İnsan, bu dünyada varolduğuna ve dünyanın çekim alanına tâbi olduğuna göre; insan beyninin ürettiği «halogramik dalga beden» yani bilinen ismiyle «RUH» da bu dünyanın manyetik çekim alanına bağımlıdır!..

Öte yandan yine insan beyninde öyle bir özellik mevcuttur ki, şayet bu özellik faaliyete geçerse, o kişi neticede dünyanın ve güneşin çekim alanından uzaklaşarak, uzaydaki sayısız yıldızların boyutsal derinliklerinde oranın şartlarına uygun bir bedenle «cennet» yaşamına ulaşabilir.

Kişinin, şayet beynindeki antiçekim dalgası üreten devre açılmış ise, «NUR»lu bir dalga bedene, yani «ruha» sahip olacak; ve böylece de «nuru» yani «enerjisi» nispetinde hızlı bir şekilde kurtuluşa erecektir.

Eğer bu kişinin beyni, antiçekim dalgalarını üretip ruhuna yükleyemez ise, «nur»u yetersiz olduğu için, önce dünyanın daha sonra da cehennemin güçlü çekim alanından kendini kurtaramayacak ve ebedî olarak Güneşin içinde kalacaktır!..

Zaten daha sonraki safhada güneş, Mars dahil yörüngesindeki beş gezegeni yutacak ve bundan sonra da büzülerek bir nötron yıldızı haline gelecektir...

Bu sebeple de içinde kalan nesnenin dışarıya kaçması imkânsız olacaktır... Bu olayı çok daha tafsilâtlı olarak «İNSAN ve SIRLARI» isimli kitabımızda okuyabilirsiniz...

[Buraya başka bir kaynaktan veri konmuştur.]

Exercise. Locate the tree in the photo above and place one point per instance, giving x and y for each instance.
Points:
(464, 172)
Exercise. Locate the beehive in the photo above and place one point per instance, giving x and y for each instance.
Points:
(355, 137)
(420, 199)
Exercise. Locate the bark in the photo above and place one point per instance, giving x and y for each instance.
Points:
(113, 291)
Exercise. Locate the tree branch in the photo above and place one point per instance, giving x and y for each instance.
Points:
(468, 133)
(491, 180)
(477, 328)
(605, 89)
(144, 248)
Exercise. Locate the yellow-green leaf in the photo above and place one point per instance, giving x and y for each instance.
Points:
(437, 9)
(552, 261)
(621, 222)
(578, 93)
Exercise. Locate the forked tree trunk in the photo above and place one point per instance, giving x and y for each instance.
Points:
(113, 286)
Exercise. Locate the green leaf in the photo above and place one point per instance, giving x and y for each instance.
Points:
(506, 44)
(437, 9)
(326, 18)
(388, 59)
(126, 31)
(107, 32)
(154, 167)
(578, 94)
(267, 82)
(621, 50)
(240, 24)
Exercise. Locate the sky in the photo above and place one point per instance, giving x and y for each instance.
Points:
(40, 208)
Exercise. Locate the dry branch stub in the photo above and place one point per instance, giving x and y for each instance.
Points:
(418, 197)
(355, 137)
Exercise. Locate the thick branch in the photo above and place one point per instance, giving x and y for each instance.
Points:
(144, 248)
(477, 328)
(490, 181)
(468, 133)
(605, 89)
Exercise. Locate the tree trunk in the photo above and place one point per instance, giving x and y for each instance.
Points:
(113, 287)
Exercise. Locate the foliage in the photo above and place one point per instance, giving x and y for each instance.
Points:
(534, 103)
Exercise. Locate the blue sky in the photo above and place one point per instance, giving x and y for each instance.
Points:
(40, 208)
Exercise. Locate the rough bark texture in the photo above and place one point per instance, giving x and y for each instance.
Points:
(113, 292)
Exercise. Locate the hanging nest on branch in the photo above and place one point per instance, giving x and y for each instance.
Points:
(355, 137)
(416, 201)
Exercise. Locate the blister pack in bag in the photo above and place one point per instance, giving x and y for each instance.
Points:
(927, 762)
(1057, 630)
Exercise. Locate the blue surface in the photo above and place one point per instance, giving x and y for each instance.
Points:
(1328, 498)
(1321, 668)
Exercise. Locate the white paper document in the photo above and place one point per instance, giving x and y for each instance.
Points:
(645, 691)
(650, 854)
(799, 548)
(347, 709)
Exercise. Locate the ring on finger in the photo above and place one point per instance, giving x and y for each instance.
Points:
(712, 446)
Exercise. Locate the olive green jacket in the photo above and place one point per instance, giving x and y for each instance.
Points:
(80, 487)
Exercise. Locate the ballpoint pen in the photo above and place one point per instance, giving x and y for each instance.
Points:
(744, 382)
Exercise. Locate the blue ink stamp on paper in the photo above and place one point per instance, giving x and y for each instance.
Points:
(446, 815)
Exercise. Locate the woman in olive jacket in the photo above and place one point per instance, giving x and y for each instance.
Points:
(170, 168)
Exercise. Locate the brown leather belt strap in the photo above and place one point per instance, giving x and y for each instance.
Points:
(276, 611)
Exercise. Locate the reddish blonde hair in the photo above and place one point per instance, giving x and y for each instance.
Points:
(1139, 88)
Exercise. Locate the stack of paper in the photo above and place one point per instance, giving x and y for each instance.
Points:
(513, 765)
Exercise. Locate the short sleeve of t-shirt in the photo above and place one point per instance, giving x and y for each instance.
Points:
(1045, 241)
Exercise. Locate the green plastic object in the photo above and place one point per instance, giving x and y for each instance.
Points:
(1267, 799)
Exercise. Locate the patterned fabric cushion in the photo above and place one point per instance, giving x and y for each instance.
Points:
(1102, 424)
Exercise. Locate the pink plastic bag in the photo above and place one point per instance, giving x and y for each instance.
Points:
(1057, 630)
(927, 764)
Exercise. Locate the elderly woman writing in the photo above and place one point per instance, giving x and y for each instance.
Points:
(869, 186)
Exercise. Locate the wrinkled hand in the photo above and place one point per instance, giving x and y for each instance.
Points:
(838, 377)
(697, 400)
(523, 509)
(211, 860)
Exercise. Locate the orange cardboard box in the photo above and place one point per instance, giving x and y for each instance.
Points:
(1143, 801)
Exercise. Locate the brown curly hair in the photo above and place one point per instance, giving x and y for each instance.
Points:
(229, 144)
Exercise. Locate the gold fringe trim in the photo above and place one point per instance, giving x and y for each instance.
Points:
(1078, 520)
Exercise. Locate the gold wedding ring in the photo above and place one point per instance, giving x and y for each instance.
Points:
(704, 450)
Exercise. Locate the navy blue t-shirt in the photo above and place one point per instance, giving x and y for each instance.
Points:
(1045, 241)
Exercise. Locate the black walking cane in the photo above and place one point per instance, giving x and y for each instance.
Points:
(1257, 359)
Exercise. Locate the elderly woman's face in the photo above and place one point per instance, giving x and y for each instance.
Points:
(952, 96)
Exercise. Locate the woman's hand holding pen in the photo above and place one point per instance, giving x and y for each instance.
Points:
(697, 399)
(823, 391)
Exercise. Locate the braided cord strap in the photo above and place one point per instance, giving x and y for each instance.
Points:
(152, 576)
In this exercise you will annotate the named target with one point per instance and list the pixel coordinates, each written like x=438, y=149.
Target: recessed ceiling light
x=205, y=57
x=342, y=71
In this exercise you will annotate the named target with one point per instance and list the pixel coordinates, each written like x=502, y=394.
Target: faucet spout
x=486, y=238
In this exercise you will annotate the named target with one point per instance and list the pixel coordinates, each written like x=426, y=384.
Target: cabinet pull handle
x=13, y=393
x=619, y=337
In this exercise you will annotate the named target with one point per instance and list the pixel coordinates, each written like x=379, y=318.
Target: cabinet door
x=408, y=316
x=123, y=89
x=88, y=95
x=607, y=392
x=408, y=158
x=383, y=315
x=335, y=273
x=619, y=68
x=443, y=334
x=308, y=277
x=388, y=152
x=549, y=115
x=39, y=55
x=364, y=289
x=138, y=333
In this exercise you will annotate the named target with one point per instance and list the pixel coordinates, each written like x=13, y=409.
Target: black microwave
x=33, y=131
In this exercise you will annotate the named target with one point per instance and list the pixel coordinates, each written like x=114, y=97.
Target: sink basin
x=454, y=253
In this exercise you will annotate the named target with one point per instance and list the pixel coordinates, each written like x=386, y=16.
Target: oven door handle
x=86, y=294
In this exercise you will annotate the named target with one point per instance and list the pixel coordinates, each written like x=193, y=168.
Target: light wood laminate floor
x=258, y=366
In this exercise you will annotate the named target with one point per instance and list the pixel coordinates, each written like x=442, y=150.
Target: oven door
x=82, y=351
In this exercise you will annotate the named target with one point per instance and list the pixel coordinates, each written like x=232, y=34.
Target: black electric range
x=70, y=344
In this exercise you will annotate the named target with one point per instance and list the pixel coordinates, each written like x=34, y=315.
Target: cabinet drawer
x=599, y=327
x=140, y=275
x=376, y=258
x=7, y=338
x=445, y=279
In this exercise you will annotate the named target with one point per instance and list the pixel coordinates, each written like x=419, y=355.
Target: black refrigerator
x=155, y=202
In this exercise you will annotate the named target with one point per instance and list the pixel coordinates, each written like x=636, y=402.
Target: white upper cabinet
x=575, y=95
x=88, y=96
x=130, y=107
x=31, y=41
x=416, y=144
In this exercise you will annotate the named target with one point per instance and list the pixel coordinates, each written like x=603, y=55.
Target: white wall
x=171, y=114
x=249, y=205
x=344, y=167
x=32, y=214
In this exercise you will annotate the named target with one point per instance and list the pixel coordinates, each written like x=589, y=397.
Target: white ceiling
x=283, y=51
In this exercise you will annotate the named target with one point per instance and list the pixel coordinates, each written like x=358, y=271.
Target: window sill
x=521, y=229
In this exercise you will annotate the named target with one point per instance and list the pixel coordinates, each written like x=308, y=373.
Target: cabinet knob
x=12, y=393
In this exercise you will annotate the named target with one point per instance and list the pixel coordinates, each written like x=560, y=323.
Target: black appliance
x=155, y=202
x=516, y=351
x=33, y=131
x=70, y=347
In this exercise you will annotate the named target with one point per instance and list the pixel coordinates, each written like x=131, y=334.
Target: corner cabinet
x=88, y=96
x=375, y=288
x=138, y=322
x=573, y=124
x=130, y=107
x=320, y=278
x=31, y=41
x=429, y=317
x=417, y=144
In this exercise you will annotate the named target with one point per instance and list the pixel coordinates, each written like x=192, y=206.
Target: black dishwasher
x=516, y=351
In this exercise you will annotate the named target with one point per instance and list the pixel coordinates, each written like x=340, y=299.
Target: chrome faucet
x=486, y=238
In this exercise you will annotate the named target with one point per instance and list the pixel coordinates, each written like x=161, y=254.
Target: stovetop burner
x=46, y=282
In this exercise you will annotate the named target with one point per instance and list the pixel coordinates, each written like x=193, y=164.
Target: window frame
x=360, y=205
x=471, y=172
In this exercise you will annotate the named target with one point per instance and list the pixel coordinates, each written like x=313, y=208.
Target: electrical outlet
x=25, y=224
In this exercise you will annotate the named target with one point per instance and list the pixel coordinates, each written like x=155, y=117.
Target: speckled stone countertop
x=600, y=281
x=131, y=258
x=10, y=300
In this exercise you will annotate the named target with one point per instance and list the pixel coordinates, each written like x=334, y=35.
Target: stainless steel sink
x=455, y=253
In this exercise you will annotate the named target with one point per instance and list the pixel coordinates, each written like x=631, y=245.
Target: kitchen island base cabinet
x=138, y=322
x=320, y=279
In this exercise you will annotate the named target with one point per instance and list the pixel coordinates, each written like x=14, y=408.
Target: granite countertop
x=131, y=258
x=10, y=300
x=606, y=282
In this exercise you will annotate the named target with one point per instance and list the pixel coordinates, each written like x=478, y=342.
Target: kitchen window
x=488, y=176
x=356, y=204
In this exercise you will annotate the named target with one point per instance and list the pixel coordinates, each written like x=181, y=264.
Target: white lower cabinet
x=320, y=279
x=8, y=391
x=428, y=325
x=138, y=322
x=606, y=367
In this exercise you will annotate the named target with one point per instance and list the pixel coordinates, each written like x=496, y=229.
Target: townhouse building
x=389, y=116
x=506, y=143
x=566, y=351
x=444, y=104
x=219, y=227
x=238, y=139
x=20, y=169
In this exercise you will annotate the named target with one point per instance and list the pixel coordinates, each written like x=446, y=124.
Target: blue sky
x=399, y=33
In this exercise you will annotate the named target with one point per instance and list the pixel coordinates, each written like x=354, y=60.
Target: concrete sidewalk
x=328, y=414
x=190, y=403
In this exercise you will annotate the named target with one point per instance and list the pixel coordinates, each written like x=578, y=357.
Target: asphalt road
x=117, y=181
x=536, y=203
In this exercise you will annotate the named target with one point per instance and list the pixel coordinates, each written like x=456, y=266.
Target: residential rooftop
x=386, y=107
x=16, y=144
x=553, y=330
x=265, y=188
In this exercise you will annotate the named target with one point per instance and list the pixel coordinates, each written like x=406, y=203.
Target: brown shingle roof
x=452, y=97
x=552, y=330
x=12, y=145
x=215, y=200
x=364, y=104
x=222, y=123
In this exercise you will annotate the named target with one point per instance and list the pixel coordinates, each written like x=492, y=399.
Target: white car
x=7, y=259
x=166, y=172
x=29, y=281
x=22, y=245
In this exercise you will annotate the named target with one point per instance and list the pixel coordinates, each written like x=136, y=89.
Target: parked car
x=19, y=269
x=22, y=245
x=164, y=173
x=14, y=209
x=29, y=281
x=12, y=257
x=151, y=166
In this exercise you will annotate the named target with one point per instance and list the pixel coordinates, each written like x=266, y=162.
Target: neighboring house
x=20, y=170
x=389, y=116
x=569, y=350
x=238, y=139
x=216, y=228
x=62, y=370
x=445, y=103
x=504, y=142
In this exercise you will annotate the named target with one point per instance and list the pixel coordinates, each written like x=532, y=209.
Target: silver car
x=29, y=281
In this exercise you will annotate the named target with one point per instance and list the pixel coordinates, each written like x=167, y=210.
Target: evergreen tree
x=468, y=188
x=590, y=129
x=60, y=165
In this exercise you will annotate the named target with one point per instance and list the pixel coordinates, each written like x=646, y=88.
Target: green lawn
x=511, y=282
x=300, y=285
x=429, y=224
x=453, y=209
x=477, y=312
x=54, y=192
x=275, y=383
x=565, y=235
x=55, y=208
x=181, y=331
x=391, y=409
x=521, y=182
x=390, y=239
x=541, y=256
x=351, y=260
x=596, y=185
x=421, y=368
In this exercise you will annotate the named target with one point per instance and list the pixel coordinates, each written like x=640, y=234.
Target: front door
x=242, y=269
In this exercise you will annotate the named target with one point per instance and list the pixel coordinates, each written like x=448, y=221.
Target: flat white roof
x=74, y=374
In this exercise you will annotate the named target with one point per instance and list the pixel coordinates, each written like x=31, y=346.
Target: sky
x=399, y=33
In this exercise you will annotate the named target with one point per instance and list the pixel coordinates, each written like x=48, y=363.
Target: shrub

«Cehennem» vasfıyla târif edilen Güneş'te yaşayan canlı varlıklara, yani dindeki tâbiriyle «zebânî»lere gelince... Ellerine düşenleri perişan edici, aşağılayıcı, azaplandırıcı, dolayısıyla «zebûn edici» vasfıyla isimlenen «zebânîlere» gelince...

Nasıl, dünya üzerinde insanlar veya dunyada ve uzayda yaşayan cinler var ise; onlar gibi her gezegende ve yıldızda da yaşayan varlıklar vardır!... Dolayısıyla Güneş'in de kendine has ışın yapılı sakinleri mevcuttur. İşte bunlar Kur'ân-ı Kerîm'de «zebânî» diye târif edilmişlerdir... Bu isimle adlandırılmışlardır!.

Bizler nasıl dünya üzerinde yaşayan varlıklar olarak, elimize düşen güçsüz varlıklara istediğimizi yapıyorsak; aynı şekilde güneşin içinde gidecek insanlara da, güneşin canlıları olan «zebânî»ler, oranın şartları içinde dilediklerini yapacaklardır... Ki bu davranışlar insanlara eziyet olacaktır.

«RUH», yani halogramik mikrodalga beden, Güneşin içine gittiği zaman, oradaki yüksek radyasyonun etkisiyle deforme olur, eğrilir, büzülür, yanar(!), fakat yok olmaz!.. Bunun misâli, rüyada, bedeninin ezilip-büzülmesi, kırılması, yaralanması, parçalanması ertesinde yeniden yaşamına aynen devam etmesidir...

İşte «cehennem» denen Güneşin (1) içindeki yaşantıda da, dalga beden tahrip olur, ezilir, uzar, genişler, yassılaşır, yıpranır, yanar ve akabinde eski hâline döner... ve bu durum tekrar tekrar sürer gider...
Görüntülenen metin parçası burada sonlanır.